How to Improve Knowledge and Bonds With Disagreements
Jay Calangi
Technical Recruiter at Thakral One | Ateneo BS Management Engineering 2020 | Let's connect!
There’s so much bad argument out there but disagreement is needed. Disagreement is our way of thinking collaboratively and can unite people. Your emotions will be tied to your point as we think with emotions. Emotions will be key in driving us to better answers and arguments. Conflict isn’t often about facts but the state of your relationships. If there’s no good relationship, you cannot have a rational argument.
Some cultures consider more context whenever having discussions. But, with western cultures, it is much more direct given the diverse culture. The more people are willing to speak up, the more disagreements will happen. Online, it’s bad to disagree with people as context is harder to grasp.
Conflict can strengthen your knowledge and relationships. Disagreements cause stress on relationships but this brings strength. Research shows issues get resolved quicker during heated arguments.
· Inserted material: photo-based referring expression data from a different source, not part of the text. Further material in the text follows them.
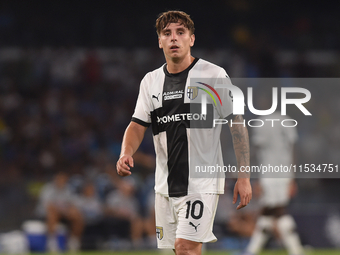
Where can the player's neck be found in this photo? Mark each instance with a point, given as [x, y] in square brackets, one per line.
[179, 65]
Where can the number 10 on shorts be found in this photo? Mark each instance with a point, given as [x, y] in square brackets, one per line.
[193, 210]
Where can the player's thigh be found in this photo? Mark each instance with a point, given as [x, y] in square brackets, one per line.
[166, 222]
[196, 213]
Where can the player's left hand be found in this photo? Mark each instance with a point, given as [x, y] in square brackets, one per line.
[242, 187]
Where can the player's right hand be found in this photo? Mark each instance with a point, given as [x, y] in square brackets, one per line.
[124, 165]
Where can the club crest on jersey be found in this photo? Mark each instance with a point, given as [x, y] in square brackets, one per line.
[192, 92]
[159, 232]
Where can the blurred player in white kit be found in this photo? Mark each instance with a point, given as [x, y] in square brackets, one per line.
[275, 147]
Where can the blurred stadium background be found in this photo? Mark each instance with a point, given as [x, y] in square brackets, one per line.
[69, 78]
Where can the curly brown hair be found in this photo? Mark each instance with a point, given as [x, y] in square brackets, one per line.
[165, 18]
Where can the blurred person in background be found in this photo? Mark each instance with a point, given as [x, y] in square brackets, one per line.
[57, 205]
[122, 212]
[92, 210]
[275, 147]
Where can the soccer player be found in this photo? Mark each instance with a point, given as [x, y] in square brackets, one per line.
[275, 147]
[185, 206]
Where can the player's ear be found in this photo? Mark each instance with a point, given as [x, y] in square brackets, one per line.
[192, 40]
[160, 43]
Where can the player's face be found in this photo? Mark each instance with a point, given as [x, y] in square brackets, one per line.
[176, 41]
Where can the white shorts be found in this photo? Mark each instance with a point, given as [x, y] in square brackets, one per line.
[275, 192]
[189, 217]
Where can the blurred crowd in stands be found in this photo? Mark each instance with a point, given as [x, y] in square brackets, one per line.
[66, 110]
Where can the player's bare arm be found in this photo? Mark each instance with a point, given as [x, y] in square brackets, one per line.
[240, 139]
[133, 137]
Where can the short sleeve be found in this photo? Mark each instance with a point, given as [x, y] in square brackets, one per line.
[142, 113]
[225, 106]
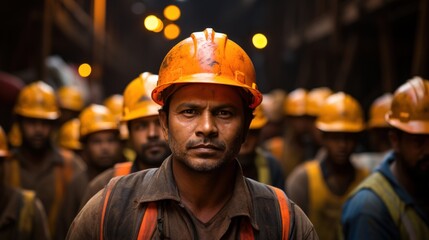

This is because you get to see what the person thinks about things.
If you don’t know people’s strong opinions, you don’t truly know them. You better know this person quickly if you want a long-term relationship. Avoiding disagreements, they may be expressed passive-aggressively. Then, disagreements should not be seen as high-stakes but normal.
Very productive disagreements occur when you’re emotionally invested. This is because you’ll be working harder to come up with reasons. Know that disagreements are not about winning but about discovering. It’s not about one person being right but both people concluding.
Disagreements go wrong when you ignore creating a good relationship. Make sure you settle the person down first and make them more secure. People are not going to have a good disagreement if they feel insecure. Then, you need to give the other person freedom and your interest. Don’t force a person to speak up on a disagreement or show no interest. The worst problem in disagreements is it becomes a power struggle.